Pregnancy is a time when a woman’s nutritional needs change significantly. That’s why it’s important to include healthy food choices in your diet, especially during lunchtime while at work or on-the-go. Here are some easy and nutritious pregnancy lunch ideas that you can take with you to work or enjoy at home.
Quinoa Bowl
Ingredients:
- 1 cup quinoa
- 1 can chickpeas (rinsed and drained)
- 1 red bell pepper (diced)
- 1 yellow bell pepper (diced)
- 1 avocado (diced)
- 1/2 cup chopped parsley
- 1/2 cup chopped mint
- 1/4 cup olive oil
- 1/4 cup lemon juice
- 1 tsp. salt
Directions:
- Cook quinoa according to package directions and let cool.

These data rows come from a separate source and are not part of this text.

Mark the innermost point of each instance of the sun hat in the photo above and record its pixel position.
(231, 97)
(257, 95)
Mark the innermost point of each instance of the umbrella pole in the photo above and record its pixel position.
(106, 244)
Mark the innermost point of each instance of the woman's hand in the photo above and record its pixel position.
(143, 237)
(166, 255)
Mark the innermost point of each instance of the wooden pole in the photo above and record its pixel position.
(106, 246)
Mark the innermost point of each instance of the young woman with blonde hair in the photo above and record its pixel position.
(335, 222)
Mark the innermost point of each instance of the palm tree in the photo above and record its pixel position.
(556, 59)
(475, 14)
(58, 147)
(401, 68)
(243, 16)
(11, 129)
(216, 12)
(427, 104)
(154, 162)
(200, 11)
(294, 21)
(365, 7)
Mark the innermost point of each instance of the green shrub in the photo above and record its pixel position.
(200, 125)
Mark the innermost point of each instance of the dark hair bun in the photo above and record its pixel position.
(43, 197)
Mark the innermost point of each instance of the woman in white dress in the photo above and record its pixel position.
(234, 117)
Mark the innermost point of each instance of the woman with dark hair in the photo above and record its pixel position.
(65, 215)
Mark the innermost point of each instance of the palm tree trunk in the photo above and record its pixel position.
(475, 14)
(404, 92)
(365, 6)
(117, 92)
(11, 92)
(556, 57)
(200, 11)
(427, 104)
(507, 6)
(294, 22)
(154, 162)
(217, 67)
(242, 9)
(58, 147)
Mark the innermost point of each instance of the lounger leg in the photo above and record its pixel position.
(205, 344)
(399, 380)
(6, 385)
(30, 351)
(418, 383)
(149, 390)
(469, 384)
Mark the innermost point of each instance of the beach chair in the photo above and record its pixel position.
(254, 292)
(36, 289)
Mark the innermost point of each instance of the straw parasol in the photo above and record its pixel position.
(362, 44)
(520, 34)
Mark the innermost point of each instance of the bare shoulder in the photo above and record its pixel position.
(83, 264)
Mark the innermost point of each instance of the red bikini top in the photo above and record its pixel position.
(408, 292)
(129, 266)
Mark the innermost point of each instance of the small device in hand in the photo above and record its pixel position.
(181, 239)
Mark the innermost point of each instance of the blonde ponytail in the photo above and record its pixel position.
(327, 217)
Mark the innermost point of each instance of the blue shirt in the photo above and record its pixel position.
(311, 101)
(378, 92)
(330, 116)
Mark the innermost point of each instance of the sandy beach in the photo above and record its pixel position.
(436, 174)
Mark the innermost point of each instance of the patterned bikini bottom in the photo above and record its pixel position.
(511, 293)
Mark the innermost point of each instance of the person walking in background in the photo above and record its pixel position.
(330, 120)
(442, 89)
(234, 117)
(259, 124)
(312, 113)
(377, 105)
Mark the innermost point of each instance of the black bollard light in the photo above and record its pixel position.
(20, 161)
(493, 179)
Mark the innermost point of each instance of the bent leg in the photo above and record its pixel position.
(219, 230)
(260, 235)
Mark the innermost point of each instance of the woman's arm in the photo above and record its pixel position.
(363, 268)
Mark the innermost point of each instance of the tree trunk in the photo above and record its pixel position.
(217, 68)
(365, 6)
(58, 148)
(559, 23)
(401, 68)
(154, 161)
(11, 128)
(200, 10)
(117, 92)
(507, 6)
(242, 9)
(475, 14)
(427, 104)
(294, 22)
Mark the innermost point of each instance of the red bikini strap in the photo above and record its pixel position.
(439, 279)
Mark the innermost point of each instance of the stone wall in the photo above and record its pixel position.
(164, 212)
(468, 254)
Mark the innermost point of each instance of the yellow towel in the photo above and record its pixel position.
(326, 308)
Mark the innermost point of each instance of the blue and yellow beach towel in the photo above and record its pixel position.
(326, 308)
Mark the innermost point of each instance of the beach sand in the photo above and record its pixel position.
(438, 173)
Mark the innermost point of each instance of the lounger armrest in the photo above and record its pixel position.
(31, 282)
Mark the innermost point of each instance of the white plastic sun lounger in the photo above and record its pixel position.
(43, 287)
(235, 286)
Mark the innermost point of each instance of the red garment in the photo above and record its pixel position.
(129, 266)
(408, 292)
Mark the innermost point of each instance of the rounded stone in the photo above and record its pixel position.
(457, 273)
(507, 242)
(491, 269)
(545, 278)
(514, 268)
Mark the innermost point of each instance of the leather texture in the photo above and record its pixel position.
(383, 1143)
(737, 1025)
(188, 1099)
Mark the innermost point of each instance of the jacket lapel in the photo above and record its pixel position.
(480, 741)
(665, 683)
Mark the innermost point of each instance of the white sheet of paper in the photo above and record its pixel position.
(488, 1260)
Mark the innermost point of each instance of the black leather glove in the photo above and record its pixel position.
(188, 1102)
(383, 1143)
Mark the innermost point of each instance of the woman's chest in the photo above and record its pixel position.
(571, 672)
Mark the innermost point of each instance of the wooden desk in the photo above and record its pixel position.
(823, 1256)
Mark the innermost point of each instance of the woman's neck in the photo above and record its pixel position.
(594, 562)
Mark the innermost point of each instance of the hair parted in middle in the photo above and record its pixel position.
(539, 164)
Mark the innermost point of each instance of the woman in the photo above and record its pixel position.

- In a large bowl, combine quinoa, chickpeas, bell peppers, avocado, parsley, and mint.
- In a separate bowl, whisk together olive oil, lemon juice, and salt.
- Pour dressing over the quinoa mixture and toss to combine.
Chickpea Salad
Ingredients:
- 1 can chickpeas (rinsed and drained)
- 1 cup cherry tomatoes (halved)
- 1/2 cucumber (diced)
- 1/4 cup chopped red onion
- 1/4 cup chopped parsley
- 1/4 cup crumbled feta cheese
- 2 tbsp. olive oil
- 2 tbsp. red wine vinegar
- 1 tsp. honey
- 1/2 tsp. salt
Directions:
- In a large bowl, combine chickpeas, cherry tomatoes, cucumber, red onion, parsley, and feta cheese.
- In a separate bowl, whisk together olive oil, red wine vinegar, honey, and salt.
- Pour dressing over the chickpea mixture and toss to combine.
Pregnancy is a time when your body needs the right nutrients to support the growth of your baby. That’s why it’s so important to include healthy lunch options in your diet. These easy and nutritious recipes are perfect for work or on-the-go, and they’re sure to keep you and your baby feeling satisfied and energized throughout the day.